Child sex offender orders – During the campaign for the State election in March 2003, Premier Carr announced a plan to introduce child sex offender orders in New South Wales, to restrict the movement of convicted paedophiles in places frequented by children. Sex offender orders in the United Kingdom were introduced by the Crime and Disorder Act 1998 and may be issued against various sexual offenders by the Magistrates’ Court when it is satisfied that an order is necessary to protect the public from serious harm. The Sexual Offences Bill 2003 proposes to restructure sex offender orders, creating three categories: Sexual Offences Prevention Orders, Risk of Sexual Harm Orders, and Foreign Travel Orders. The Sexual Offences Bill passed the House of Lords on 17 June 2003, and had completed the Committee stage in the House of Commons at the time of writing (pages 41-43).

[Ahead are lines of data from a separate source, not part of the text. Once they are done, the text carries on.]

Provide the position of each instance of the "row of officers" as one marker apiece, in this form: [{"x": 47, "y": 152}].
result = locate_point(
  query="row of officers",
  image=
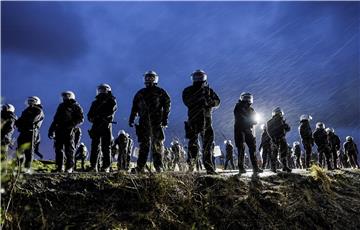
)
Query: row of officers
[{"x": 151, "y": 105}]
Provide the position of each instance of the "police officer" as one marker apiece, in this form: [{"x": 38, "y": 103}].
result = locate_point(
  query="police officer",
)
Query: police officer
[
  {"x": 265, "y": 145},
  {"x": 277, "y": 128},
  {"x": 68, "y": 116},
  {"x": 8, "y": 119},
  {"x": 28, "y": 125},
  {"x": 122, "y": 144},
  {"x": 322, "y": 142},
  {"x": 152, "y": 105},
  {"x": 244, "y": 122},
  {"x": 351, "y": 151},
  {"x": 297, "y": 152},
  {"x": 335, "y": 145},
  {"x": 176, "y": 153},
  {"x": 81, "y": 154},
  {"x": 200, "y": 100},
  {"x": 229, "y": 148},
  {"x": 101, "y": 115},
  {"x": 306, "y": 137},
  {"x": 129, "y": 151}
]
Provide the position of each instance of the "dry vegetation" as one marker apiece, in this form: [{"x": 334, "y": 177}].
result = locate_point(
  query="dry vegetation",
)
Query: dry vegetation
[{"x": 317, "y": 199}]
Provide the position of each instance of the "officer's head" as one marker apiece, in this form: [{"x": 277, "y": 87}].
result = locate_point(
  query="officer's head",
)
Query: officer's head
[
  {"x": 305, "y": 117},
  {"x": 103, "y": 89},
  {"x": 33, "y": 100},
  {"x": 8, "y": 108},
  {"x": 277, "y": 112},
  {"x": 320, "y": 125},
  {"x": 151, "y": 78},
  {"x": 68, "y": 95},
  {"x": 247, "y": 98},
  {"x": 199, "y": 77}
]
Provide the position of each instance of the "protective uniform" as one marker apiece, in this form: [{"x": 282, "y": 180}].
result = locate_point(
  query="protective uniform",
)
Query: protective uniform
[
  {"x": 81, "y": 154},
  {"x": 335, "y": 145},
  {"x": 306, "y": 138},
  {"x": 266, "y": 149},
  {"x": 28, "y": 125},
  {"x": 152, "y": 105},
  {"x": 321, "y": 140},
  {"x": 244, "y": 122},
  {"x": 176, "y": 152},
  {"x": 101, "y": 115},
  {"x": 8, "y": 119},
  {"x": 277, "y": 128},
  {"x": 68, "y": 116},
  {"x": 351, "y": 151},
  {"x": 122, "y": 143},
  {"x": 297, "y": 153},
  {"x": 200, "y": 100},
  {"x": 229, "y": 148}
]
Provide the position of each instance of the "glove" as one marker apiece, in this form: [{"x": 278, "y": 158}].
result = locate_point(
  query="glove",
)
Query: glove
[
  {"x": 131, "y": 124},
  {"x": 51, "y": 135},
  {"x": 164, "y": 123}
]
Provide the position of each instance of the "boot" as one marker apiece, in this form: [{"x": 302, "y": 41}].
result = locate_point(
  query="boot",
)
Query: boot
[
  {"x": 285, "y": 167},
  {"x": 241, "y": 161}
]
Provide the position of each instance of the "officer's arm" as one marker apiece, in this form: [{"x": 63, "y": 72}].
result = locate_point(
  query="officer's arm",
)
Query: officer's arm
[
  {"x": 166, "y": 102},
  {"x": 134, "y": 109},
  {"x": 79, "y": 116},
  {"x": 91, "y": 113},
  {"x": 214, "y": 99}
]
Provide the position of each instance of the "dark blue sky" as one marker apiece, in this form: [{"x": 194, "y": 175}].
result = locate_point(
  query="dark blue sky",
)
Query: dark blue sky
[{"x": 302, "y": 56}]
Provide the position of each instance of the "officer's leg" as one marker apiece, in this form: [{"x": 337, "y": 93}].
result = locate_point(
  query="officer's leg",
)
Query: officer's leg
[
  {"x": 283, "y": 154},
  {"x": 208, "y": 140},
  {"x": 59, "y": 153},
  {"x": 69, "y": 150},
  {"x": 241, "y": 151},
  {"x": 334, "y": 153},
  {"x": 157, "y": 147},
  {"x": 95, "y": 151},
  {"x": 251, "y": 143},
  {"x": 106, "y": 148}
]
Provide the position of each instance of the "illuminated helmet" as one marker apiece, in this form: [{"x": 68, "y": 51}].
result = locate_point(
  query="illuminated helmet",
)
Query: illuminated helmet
[
  {"x": 175, "y": 142},
  {"x": 246, "y": 97},
  {"x": 199, "y": 76},
  {"x": 305, "y": 117},
  {"x": 277, "y": 111},
  {"x": 122, "y": 132},
  {"x": 33, "y": 100},
  {"x": 320, "y": 125},
  {"x": 151, "y": 78},
  {"x": 8, "y": 107},
  {"x": 263, "y": 126},
  {"x": 67, "y": 95},
  {"x": 103, "y": 88}
]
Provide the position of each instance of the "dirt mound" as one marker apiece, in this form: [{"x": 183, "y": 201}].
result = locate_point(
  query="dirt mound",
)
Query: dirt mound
[{"x": 186, "y": 201}]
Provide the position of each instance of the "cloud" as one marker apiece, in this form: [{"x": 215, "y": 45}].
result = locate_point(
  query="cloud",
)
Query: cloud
[{"x": 50, "y": 31}]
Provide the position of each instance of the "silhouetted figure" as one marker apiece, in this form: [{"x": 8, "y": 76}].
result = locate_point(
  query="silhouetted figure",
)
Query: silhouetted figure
[
  {"x": 200, "y": 100},
  {"x": 101, "y": 115},
  {"x": 244, "y": 122},
  {"x": 351, "y": 151},
  {"x": 28, "y": 126},
  {"x": 335, "y": 145},
  {"x": 277, "y": 128},
  {"x": 68, "y": 116},
  {"x": 306, "y": 137},
  {"x": 8, "y": 119},
  {"x": 152, "y": 105},
  {"x": 323, "y": 146}
]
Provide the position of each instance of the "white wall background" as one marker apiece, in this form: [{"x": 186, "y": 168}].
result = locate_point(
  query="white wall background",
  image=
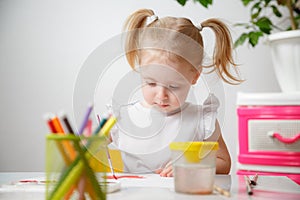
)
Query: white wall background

Paedophiles approaching children on the internet – The Carr Government in March 2003 announced that it would create a new criminal offence to target people who contact children on the internet with the ulterior motive of sexually abusing them. The United Kingdom is in the process of introducing the offence of ‘Meeting a child following sexual grooming’, which will apply to an adult who meets (or travels with the intention of meeting) a child under 16 years, if the adult has communicated with the child on at least two previous occasions and intends to commit a sexual offence against the child. The new offence is another initiative of the Sexual Offences Bill 2003 (pages 44-48).